会社を廃業・清算することは従業員の職場が失われることにつながるため、従業員から不信感を抱かれる結果となり得るでしょう。創業者利益も経営者側が期待するほど受け取れないケースも多く、廃業時に法手続きや設備処分の費用、退職金などのコストがかかり、結果的に残される利益が大幅に減ることも避けられません。こうして考えると、廃業は後継者問題をどうしても解決できない場合の最後の手段として考え、可能な限りほかの解決策を探すほうがよいと言えます。

後継者問題の打開策として注目されるM&A

親族内承継・親族外承継などの方法が難航し、廃業を選ばざるを得ない経営者が少なくないなか、新しい方法としてM&Aで後継者問題を解決できると注目を集めています。企業同士で買収・合併を進めることで、企業としての安定した存続が可能になるため、廃業前に検討する手段としては非常に有効です。

売り手企業だけでなく買い手企業にもメリットが多い

売り手企業と買い手企業で経営権の譲渡をおこなうM&A。「後継者問題の解決」「創業者利益の獲得」「従業員の雇用維持」など、主に売り手企業側にメリットが多いように思われますが、譲渡される買い手企業にも多くのメリットをもたらします。

  • 新規事業への参画
  • 事業の多角化
  • ブランド力の向上

など、見込みある企業の買収・合併をおこなうことで、上のようなシナジー効果を得られるためです。売り手企業を救済できるだけでなく買い手企業の今後の繁栄にも役立つM&Aは、まさに一石二鳥の手段と言っても過言ではないでしょう。最近では売り手企業と買い手企業を結ぶM&Aアドバイザリーを専門とする企業も増え、より強固なネットワークと情報量を提供しているため、後継者問題に悩んでいるのならぜひ相談してみるといいでしょう。
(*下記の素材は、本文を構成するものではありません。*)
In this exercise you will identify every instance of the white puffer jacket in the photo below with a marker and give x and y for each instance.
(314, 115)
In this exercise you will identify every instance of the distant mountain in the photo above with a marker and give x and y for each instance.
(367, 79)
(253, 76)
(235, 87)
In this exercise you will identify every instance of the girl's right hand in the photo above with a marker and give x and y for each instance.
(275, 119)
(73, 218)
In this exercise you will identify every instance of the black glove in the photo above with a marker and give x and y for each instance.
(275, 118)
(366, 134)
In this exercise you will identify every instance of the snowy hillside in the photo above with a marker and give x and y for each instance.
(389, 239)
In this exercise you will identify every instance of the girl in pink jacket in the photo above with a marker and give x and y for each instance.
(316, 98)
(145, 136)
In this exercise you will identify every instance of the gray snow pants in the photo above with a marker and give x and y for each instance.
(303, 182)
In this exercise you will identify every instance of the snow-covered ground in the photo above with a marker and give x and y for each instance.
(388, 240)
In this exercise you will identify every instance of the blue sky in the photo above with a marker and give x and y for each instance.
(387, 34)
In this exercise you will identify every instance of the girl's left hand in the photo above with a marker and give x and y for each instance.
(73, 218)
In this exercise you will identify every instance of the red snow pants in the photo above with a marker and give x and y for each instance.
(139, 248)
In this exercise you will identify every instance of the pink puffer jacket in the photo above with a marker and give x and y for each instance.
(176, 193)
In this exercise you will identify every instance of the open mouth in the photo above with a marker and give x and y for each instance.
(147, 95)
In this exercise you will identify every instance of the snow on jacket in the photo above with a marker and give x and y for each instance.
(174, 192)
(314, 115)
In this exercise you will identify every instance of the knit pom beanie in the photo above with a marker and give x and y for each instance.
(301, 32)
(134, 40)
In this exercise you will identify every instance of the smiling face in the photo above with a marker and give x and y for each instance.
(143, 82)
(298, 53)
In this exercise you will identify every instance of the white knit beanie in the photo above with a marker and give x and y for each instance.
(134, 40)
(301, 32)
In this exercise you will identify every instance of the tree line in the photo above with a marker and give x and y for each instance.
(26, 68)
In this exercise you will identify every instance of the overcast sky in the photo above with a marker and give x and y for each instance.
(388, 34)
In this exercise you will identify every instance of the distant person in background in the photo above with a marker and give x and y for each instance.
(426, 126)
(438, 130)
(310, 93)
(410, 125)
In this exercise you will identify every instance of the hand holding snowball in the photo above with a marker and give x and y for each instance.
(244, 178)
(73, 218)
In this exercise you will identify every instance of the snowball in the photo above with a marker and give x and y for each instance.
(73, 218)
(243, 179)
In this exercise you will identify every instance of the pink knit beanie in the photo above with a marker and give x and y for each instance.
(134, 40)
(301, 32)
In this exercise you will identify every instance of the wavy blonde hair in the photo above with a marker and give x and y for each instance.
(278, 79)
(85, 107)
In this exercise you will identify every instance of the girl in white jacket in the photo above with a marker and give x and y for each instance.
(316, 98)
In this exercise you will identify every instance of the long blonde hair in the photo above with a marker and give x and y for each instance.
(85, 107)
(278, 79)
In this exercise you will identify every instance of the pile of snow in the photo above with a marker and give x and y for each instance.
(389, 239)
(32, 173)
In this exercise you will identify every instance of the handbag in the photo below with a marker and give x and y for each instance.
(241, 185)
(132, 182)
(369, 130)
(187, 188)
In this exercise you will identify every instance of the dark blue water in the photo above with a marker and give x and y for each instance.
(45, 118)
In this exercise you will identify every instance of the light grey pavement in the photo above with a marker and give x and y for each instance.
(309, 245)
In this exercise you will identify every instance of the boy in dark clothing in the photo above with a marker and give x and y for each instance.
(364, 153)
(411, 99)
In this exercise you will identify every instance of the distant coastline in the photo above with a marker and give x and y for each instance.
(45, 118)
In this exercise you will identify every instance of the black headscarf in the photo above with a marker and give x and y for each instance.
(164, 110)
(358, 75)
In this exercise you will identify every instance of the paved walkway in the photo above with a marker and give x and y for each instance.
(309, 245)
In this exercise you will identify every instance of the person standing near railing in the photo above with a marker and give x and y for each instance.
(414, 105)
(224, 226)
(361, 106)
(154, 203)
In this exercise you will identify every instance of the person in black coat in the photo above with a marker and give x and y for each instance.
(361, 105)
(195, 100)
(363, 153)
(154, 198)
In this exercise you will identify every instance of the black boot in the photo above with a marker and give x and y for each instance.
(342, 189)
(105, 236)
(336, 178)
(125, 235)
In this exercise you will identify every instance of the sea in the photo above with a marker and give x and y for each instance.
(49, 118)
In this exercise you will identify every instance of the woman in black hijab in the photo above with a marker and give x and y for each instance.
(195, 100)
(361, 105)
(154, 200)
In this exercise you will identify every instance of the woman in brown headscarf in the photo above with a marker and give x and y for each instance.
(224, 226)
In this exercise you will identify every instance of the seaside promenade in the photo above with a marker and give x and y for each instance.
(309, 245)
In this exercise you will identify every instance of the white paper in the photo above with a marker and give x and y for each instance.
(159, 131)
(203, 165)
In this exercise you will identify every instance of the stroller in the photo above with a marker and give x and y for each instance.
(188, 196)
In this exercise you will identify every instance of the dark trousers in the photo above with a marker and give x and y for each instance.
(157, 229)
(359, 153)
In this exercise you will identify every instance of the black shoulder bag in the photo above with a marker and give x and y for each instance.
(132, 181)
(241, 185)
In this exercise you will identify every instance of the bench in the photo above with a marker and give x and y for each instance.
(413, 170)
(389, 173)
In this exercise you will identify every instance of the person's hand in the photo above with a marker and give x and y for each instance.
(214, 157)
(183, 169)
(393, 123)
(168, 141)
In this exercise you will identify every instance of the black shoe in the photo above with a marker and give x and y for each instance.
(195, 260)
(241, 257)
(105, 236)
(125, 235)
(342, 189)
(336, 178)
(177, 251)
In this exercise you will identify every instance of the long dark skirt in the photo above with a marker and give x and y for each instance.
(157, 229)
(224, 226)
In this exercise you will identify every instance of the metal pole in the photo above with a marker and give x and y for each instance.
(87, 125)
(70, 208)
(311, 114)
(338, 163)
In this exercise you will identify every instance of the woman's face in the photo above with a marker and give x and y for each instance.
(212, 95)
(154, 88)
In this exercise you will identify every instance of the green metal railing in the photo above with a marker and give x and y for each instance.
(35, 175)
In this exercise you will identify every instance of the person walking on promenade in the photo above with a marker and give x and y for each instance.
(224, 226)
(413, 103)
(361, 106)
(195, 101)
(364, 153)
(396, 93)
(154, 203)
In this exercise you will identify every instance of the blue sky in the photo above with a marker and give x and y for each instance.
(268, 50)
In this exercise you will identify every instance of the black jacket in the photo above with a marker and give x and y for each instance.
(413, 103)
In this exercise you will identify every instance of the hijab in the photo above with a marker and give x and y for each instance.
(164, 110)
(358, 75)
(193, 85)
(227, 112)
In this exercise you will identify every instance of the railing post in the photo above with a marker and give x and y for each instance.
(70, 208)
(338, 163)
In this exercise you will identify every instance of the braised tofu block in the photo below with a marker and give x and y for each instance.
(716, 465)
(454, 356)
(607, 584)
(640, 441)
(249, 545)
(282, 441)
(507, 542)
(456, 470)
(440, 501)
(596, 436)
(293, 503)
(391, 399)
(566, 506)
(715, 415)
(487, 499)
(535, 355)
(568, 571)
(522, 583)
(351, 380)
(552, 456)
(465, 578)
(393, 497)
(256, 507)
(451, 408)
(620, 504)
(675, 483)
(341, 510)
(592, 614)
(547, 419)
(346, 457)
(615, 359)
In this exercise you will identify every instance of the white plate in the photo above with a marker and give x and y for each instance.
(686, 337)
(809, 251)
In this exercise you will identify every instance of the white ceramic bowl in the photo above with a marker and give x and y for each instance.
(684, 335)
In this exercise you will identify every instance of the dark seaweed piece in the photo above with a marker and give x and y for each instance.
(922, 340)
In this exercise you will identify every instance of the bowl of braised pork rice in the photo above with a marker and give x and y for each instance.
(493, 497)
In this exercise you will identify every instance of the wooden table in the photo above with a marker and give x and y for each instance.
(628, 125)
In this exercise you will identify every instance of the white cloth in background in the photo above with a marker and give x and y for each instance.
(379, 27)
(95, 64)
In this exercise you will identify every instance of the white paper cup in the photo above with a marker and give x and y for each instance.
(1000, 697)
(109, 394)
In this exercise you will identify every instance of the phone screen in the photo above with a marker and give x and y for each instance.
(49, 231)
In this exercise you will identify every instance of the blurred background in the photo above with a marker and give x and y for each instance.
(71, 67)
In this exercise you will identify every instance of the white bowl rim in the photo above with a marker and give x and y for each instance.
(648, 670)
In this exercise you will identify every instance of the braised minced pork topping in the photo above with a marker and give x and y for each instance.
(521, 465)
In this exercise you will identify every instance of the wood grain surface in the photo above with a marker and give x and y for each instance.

廃業前にほかの手段を考えることで、問題解決がスムーズに

親族内承継・親族外承継が難しくなるなか、廃業を選ぶ前にM&Aを検討すると問題解決が可能になります。自社を継続させられるだけでなく、買い手企業のメリットにもつながるM&A。企業同士はもちろん社会全体に大きく貢献する手段として、可能性が広がる事業承継方法のひとつだと言えます。